Tuesday, June 29, 2010

Rorech/Negrin victory, Part II

Let's pick up where we left off yesterday.

Judge John Koeltl has entered judgment in favor of the defendants, Rorech and Negrin, in an insider-trading enforcement action brought a little over a year ago. He ruled in the SEC's favor on the jurisdictional issue, but after that point in the opinion things are all downhill for the agency.

The Judge found, as a matter of fact, that Deutsche Bank has policies in place designed to keep its "public side" employees from obtaining information from its "private side" employees unless they need it and are aware of the importance of confidentiality. Further, the compliance office is to be notified when a "wall-crossing" does occur. Members of the sales force, including Rorech, are on the "private" side of this wall.

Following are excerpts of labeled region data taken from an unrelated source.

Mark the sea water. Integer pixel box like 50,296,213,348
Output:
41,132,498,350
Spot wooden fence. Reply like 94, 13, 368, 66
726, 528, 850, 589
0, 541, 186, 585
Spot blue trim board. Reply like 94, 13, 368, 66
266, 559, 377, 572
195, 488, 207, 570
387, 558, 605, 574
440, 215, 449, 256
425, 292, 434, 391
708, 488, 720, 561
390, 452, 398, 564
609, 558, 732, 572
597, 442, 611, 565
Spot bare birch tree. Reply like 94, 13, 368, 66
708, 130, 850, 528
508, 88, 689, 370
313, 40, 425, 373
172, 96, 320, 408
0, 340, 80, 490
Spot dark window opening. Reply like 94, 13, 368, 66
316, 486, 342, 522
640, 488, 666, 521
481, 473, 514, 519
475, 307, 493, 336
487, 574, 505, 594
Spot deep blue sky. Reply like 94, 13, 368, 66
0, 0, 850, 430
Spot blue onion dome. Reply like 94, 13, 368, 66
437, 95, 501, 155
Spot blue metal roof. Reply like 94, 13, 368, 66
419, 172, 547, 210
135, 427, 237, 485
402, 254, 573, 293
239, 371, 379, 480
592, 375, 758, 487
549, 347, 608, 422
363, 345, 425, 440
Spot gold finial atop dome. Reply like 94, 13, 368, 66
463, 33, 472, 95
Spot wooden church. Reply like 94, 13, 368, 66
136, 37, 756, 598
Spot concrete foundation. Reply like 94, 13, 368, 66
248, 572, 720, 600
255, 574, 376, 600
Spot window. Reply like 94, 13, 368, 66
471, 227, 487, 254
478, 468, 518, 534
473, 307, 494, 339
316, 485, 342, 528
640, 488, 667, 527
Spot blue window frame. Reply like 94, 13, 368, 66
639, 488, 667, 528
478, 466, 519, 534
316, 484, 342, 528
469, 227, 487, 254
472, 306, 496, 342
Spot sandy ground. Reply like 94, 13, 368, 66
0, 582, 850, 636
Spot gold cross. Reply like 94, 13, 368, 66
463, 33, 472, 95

Mark Fedorcik, DB's global head of leveraged debt-capital markets (who, I should say at once, was not accused of anything in this matter) plays a critical role in the judge's reasoning, because it was Fedorcik's job, as the judge describes it, to straddle the wall, to "control the flow of information from the private side of the bank to their sales and trading colleagues ... and to potential investors." On the government's theory of the case, Fedorcik shared critical non-public information with his colleague, Rorech, in confidence. Roreck then went and blabbed out of school, to Negrin, who traded on this information.

At the trial in April, Fedorcik testified that he had not initiated any of these "wall-crossing procedures" in the period of July and early August 2006. That is when the bank was marketing VNU's bond offering, which in turn supposedly generated the "insider trading" in CDSs at the heart of the case.

Why didn't Fedorcik initiate any such procedures? A defense counsel asked him whether it was because he didn't believe that he was "in possession of confidential information that was being shared with any salesman?" Fedorcik replied: "That's correct."

Yet on the government's theory Fedorcik was the source of the information. The judge accepts Fedorcik's own account that anything he discussed with Roreck about VNU was already public information, which is fatal to the SEC's case.

As the judge writes, "Information that Deutsche Bank's investment bankers were advising the sponsors on the deliverability issues in general, ands that the sponsors were likely to address the investor demand for deliverable bonds was widely discussed in the marketplace in July 2006."

The takeaway, for investment managers, is that documented walls, procedures related to wall-crossings, anmd so forth are very good. The more thoroughly you can document such matters, the more credibility you buy from a finder-of-fact later if the question arises whether nonpublic information made it across the wall and then out to a trader.